This hopefully shouldn't cause an issue for anyone, but if you were relying
on case-sensitivity, please do get in touch.
# 0.3.17
* Add support for hyperlinks to bookmarks in the same document.
# 0.3.16
* Add basic support for Markdown. Not all features are currently supported.
# 0.3.15
* Add default style mappings for builtin footnote and endnote styles in
Microsoft Word and LibreOffice.
* Allow style mappings with a zero-element HTML path.

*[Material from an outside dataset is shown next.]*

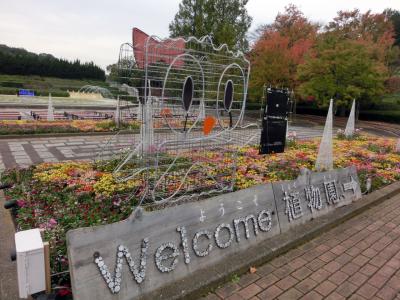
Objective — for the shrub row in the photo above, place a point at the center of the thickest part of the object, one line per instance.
(391, 116)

* Emit warnings when image types are unlikely to be supported by web browsers.
* Update jszip to 2.4.0.
# 0.3.14
* Add support for endnotes.
# 0.3.13
* Update license-sniffer to fix license comments in mammoth.browser.js.
# 0.3.12
* Update bluebird dependency to fix operation in web workers.
# 0.3.11
* Add support for superscript and subscript text.
# 0.3.10
* Handle XML files that start with the UTF-8 BOM.
# 0.3.9
* Add support for reading Buffer instances.
# 0.3.8
* Add support for line breaks.
# 0.3.7
* Add optional underline conversion.
# 0.3.6
* Add helper `mammoth.transforms.paragraph`.
# 0.3.5
* Add `mammoth.images.inline`, and document custom image conversion.
# 0.3.4
* Add the function `mammoth.extractRawText`.
# 0.3.3
* Add support for tables.
# 0.3.2
* Add support for footnotes.
# 0.3.1
* Fix: all non-paragraph styles are treated as character styles when reading
styles from a docx document.
# 0.3.0
* Rename the existing concept of a "style name" to "style ID" to correspond to
the terminology used internally in docx files. Any document transforms that
get or set the `styleName` property should use the `styleId` property instead.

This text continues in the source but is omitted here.